2. Second priority is performance.
3. There is a unit testing prototype which exercises vmxon, vmxoff instructions.
4. Depends on regression testing, which depends upon (a) formal security support, (b) approval of the Xen security team.
5. Other hypervisors must be tested with Xen.
**Guest State**
Nesting requires merge of L1 and L0 state.
1. AMD interface is much easier: it has "clean bits": if any bit is clear, must resync. Guest state is kept separately.
2. Intel guest state is kept in an opaque blob in memory, with special instructions to access it. Memory layout in RAM is unknown, behavior changes with microcode updates and there are 150 pages of relevant Intel manuals.
4. Bromium does some fun stuff to track guest state in software, poisoning RAM and then inspecting it, which is still faster than Intel's hardware-based VMCS shadowing. L1 hypervisor (Type-2 uXen): https://github.com/openxt/uxen
5. Viridian emulates the AMD way, i.e.
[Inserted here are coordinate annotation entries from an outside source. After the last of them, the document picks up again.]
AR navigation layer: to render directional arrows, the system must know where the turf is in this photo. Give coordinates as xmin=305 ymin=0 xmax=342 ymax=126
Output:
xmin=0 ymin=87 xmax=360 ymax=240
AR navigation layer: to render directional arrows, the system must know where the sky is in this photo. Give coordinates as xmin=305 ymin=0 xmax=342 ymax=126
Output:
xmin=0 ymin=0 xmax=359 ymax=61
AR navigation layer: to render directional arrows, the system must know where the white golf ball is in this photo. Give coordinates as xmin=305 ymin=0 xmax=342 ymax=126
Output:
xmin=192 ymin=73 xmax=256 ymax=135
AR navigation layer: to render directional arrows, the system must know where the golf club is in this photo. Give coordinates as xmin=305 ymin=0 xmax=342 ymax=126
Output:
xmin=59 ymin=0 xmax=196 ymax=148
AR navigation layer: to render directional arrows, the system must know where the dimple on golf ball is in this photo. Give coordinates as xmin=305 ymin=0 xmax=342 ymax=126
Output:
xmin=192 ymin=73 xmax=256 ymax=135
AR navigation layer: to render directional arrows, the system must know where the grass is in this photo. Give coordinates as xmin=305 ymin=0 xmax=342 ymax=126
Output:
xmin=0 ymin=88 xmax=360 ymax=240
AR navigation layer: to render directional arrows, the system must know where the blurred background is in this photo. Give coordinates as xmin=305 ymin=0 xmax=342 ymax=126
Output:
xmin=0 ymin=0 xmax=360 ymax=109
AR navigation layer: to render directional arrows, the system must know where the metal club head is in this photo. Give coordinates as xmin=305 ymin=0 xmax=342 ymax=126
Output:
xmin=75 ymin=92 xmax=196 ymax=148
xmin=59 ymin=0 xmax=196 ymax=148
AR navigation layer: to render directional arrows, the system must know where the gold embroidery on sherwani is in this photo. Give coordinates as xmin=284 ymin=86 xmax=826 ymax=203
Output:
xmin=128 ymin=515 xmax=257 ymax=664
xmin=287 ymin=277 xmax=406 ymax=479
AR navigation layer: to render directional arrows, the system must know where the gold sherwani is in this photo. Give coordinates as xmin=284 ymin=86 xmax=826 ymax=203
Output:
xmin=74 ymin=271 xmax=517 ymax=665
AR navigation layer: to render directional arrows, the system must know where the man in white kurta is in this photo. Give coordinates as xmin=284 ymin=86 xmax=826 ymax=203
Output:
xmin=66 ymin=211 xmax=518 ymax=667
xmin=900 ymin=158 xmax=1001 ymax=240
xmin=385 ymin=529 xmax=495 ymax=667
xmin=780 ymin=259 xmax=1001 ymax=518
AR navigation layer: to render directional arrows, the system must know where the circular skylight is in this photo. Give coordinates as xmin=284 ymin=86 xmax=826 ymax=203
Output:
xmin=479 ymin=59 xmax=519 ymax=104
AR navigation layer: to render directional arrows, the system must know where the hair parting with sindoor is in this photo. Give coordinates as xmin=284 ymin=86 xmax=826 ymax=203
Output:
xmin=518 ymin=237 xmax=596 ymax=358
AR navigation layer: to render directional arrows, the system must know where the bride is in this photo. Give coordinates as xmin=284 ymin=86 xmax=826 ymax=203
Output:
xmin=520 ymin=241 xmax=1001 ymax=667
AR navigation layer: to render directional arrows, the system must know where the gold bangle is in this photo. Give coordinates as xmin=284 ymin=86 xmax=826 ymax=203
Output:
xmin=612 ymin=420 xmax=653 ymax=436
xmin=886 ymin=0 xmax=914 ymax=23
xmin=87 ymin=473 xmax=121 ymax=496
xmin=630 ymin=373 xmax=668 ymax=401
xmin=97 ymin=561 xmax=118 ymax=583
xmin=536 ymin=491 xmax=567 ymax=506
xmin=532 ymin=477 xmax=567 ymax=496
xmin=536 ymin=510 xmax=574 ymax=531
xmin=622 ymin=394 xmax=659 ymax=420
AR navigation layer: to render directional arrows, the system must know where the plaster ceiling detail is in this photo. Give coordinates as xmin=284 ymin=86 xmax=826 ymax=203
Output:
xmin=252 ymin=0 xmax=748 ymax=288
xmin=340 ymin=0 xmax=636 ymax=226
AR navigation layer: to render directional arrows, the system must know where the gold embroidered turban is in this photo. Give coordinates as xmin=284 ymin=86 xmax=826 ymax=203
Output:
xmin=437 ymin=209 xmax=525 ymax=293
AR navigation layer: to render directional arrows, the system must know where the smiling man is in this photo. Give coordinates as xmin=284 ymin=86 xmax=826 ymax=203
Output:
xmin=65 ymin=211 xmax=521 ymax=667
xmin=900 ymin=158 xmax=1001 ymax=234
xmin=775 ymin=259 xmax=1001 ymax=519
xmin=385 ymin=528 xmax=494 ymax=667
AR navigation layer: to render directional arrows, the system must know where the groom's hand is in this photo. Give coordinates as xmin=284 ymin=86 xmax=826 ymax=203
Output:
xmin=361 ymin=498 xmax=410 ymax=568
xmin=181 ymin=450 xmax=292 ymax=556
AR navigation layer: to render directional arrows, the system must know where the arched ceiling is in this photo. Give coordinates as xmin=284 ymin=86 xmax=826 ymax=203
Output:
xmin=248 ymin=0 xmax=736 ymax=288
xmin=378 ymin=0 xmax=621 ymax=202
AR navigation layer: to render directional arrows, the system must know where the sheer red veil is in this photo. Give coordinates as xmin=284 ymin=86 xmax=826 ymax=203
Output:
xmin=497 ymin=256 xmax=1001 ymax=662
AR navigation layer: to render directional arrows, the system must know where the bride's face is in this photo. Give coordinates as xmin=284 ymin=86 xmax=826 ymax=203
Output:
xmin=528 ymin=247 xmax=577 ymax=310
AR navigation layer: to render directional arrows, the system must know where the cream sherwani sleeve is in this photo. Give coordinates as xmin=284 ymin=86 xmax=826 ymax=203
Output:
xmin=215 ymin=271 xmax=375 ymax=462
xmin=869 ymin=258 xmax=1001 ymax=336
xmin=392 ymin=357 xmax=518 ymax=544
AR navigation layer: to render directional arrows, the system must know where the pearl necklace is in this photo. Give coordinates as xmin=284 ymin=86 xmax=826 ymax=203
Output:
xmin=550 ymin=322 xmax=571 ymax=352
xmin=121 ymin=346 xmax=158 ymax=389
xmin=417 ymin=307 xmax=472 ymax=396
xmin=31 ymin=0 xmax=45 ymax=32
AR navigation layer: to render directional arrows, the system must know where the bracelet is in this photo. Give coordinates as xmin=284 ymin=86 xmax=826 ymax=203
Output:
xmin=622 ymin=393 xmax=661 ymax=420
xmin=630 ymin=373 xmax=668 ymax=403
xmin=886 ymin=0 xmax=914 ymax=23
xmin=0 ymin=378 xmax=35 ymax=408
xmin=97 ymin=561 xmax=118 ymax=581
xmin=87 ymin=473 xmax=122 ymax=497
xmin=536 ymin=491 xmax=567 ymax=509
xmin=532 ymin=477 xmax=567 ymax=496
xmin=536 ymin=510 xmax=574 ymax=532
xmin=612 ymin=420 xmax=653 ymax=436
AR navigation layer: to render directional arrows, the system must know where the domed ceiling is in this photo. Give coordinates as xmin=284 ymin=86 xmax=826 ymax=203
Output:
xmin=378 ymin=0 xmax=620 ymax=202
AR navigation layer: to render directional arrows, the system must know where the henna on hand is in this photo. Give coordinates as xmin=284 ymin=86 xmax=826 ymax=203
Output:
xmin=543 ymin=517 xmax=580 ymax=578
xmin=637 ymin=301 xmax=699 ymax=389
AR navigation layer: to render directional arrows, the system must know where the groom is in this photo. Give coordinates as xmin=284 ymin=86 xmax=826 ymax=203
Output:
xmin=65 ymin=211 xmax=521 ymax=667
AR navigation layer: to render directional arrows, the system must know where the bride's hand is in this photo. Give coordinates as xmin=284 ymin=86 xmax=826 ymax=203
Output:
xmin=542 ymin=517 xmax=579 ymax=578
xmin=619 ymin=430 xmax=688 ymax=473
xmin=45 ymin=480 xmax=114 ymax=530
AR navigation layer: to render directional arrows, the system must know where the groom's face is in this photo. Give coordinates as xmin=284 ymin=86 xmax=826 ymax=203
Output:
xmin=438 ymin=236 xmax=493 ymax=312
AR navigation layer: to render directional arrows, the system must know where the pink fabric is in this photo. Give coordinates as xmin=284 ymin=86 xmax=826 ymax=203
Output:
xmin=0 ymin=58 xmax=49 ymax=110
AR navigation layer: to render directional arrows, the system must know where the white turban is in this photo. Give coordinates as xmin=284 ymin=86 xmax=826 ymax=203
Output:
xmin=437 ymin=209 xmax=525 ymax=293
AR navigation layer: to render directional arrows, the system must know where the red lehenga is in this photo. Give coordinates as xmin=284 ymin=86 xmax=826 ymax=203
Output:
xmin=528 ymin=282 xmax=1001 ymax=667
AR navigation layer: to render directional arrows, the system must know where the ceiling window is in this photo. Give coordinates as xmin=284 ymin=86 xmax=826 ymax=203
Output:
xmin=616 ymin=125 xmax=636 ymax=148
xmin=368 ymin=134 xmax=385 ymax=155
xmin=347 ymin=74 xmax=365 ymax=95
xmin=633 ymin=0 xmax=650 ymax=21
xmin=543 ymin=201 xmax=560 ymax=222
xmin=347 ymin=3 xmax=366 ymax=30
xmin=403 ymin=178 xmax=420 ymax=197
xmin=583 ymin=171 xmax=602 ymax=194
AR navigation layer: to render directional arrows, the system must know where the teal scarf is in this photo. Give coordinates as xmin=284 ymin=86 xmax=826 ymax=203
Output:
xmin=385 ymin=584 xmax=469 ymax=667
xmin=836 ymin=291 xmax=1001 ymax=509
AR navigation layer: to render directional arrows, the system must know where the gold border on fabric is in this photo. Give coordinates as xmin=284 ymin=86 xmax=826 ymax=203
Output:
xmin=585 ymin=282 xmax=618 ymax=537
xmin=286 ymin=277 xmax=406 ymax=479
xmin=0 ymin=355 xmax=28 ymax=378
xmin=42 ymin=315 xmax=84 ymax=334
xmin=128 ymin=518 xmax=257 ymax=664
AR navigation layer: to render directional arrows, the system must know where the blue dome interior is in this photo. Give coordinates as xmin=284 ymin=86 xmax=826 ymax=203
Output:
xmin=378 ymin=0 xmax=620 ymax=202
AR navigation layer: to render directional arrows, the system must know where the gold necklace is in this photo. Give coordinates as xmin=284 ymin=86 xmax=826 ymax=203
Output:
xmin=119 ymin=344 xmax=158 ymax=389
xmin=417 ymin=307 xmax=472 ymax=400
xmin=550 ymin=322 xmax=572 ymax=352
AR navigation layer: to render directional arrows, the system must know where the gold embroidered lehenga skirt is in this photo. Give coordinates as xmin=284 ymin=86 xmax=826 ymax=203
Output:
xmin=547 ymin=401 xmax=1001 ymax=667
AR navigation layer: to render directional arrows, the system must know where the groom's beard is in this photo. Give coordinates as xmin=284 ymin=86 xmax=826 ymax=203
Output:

Microsoft has Intel bits formatted in an AMD-like structure, then L0 translates the AMD structure into Intel's opaque blob.
**Secure Variable Storage**
1. Need an agreed sane way for multiple hypervisors to handle it, eg. a pair of ioports, translation from VMX, guest handles the interrupts via a standard ioport interception to secondary emulator: tiny.
2. Easy case: ioports + memory page for data.
3. Citrix XenServer has a closed-source implementation (varstored?)
**Interface for nested PV devices**
PV driver support currently involves grants and interrupts.
Requirements:
1. Should Xen's ABI include hypercall nesting level?
2. Each layer of nesting must apply access control decisions to the operation invoked by its guest.
3. Brownfield: if Xen and other L1 hypervisors must be compatible with existing Xen bare-metal deployments, the L0 hypervisor must continue to support grants, events and xenstore.
4. Greenfield: if the L0 hypervisor can be optimized for nesting, then PV driver mechanisms other than grants, events and xenstore could be considered.
Live migration with PCI graphics (has been implemented on AWS):
- need to make it look the same, regardless of nesting level
- 1 or more interrupts
- 1 or shared pages of RAM
- share xenstore
- virtio guest physical address space DMA: done right
- _*need to get rid of domid*_ as the endpoint identifier
Access Control:
Marek: use virtio?
David: do whatever you like in L1
Juergen: new "nested hypercall", to pass downwards an opaque payload
David: how does access control work with that approach?
Christopher: xenblanket RFC series implements support for one level of nesting. Its implementation below the hypercall interface demonstrates access control logic that is required at each nesting level.